Living in Worcester
What is life like in Worcester?
There is no doubt that living in Worcester is a hugely popular option among people of all ages, with the town renowned as one of the most beautiful in the UK.
Indeed, stunning landscapes, quaint villages and historic buildings are very much the norm across the whole of Worcestershire. The town’s central location makes it easy to reach from many parts of the UK and ensures it remains a base for people who work across a wide area.
There are excellent employment opportunities available in Worcester, not to mention high-quality schools and colleges. From people seeking a quiet and pleasant retirement in beautiful surroundings to young families and ambitious professionals, Worcester is a great home for everybody.
And when it comes to finding a property to rent or buy in Worcester, there is a great choice in terms of both quality and specifications. Everything from picturesque cottages to village houses, farmhouses and more modern accommodation is on the market.
On more than one occasion, Worcestershire has been named as one of the happiest places to live in the UK and its community spirit remains as strong as ever.
A ford over the River Severn was fortified in around 400 BC and soon became home to several settlements. It is speculated that it may have been referred to in the seventh-century Ravenna Cosmography. The Romans oversaw a number of developments in the area - such as ironworks and ceramics - and could have built a small fort.
In 1041, a rebellion meant the town was almost destroyed and many of the local people were forced to relocate two miles up the river.
By the latter part of the medieval period, the population of Worcester had grown to about 10,000. At this time, the major industry in the area was manufacturing cloth.
The worst flood since in Worcester occurred in 1670 when the Severn broke its banks, and this event is marked by a brass plate close to the cathedral that shows exactly how high the water level reached.
Glove making had become a key industry in Worcester by the 18th century and early part of the 19th century. In 1832, the British Medical Association was founded in a room within the former Worcester Royal Infirmary building.
Entertainment, sport and days out
There are plenty of places to explore on a day out in Worcester, and residents will be sure to want to tick off as many of its sights as possible. Starting at Worcester Cathedral is a good idea, while further places of interest include the Greyfriars - a National Trust building - as well as Harvington Hall, Severn Valley Railway and Worcester City Art Gallery & Museum.
A little further afield, the beauty of the Cotswolds is waiting to be enjoyed, while those who are looking for state-of-the-art shopping facilities can head to Birmingham’s Bullring centre.
Worcester is the home of Worcestershire County Cricket Club, so locals can catch the side in action throughout the summer at New Road. Footfall fans can follow the fortunes of the local side, Worcester FC, who currently play in the National League North.
Several Areas of Outstanding Beauty can be found within Worcestershire, including the iconic Malvern Hills. Spectacular views over the Severn Vale and into Herefordshire are on offer at the site.
Alternatively, residents can make the short journey to Bredon Hill, Tame Valley or the River Avon, where rural beauty is assured.
Eating, drinking and shopping
People who are looking for restaurants and bars in Worcester will not be disappointed, as the town is home to plenty of high-quality establishments. Some of the options available include Blue Bell, Ostlers at No.1 and G&Tea, all of which offer delicious cuisine.
The Old Bush and The Masons Arms are just two of several excellent local pubs, ensuring nobody in Worcester will go thirsty.
At the heart of Worcester’s shopping scene is the CrownGate Shopping Centre, where shoppers will find many of the UK’s most popular high street stores. There are also places to eat, drink and relax within the complex.
There is also an attractive High Street containing many more shops, so even the most enthusiastic shopper will be spoilt for choice in Worcester.
Schools & healthcare
Worcester boasts a good range of schools for children of all ages, making it a popular place among families.
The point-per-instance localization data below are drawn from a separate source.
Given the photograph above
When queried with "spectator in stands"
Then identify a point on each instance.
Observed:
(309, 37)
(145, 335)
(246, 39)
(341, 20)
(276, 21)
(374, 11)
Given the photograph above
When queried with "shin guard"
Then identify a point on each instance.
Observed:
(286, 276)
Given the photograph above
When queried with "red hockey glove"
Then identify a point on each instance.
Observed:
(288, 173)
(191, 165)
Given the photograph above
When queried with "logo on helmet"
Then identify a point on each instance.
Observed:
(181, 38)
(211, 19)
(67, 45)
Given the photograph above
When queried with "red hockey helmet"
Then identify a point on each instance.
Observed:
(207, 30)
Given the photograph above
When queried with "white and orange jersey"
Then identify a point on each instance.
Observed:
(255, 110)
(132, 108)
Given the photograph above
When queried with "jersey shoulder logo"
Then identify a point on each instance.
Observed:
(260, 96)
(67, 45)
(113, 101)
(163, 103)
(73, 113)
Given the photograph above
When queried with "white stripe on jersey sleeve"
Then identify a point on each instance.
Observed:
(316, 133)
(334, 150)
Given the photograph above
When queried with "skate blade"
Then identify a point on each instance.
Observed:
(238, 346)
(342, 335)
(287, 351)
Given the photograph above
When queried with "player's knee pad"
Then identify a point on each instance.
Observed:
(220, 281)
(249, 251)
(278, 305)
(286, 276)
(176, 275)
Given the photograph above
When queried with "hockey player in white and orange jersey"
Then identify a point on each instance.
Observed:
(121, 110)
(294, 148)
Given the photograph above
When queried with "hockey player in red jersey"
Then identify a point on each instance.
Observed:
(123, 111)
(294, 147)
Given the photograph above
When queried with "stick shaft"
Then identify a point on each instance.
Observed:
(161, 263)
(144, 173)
Kings St Albans and RGS Springfield are two of the best options in the town itself, while there are many more institutions within a few miles - including Bredon School, Kings Hawford and The Elms School.
AA similarly impressive number of public schools in Worcester are available, such as Kings Worcester.
Those seeking medical care in the town are well served by a number of surgeries, as well as the Worcestershire Royal NHS Hospital. There is also the Spire South Bank Private Hospital should private care be required.
Worcester is ideally located in a central position just south of Birmingham and close to Cheltenham, Wales and the West Country. As a result, it will come as no surprise to find it enjoys excellent accessibility and high-quality transport links.
By road, both Cheltenham and Birmingham can be reached in around 45 minutes or less, while it is only a little further to Bristol and Cardiff. The town’s central railway station provides train services to all surrounding towns and cities, as well as London.
For those feeling more adventurous, Birmingham International Airport is just 38 miles north of Worcester, offering a wide range of flights around the world.
In addition to local train services, there is a good bus network that allows people to travel easily around Worcester and the rest of the county.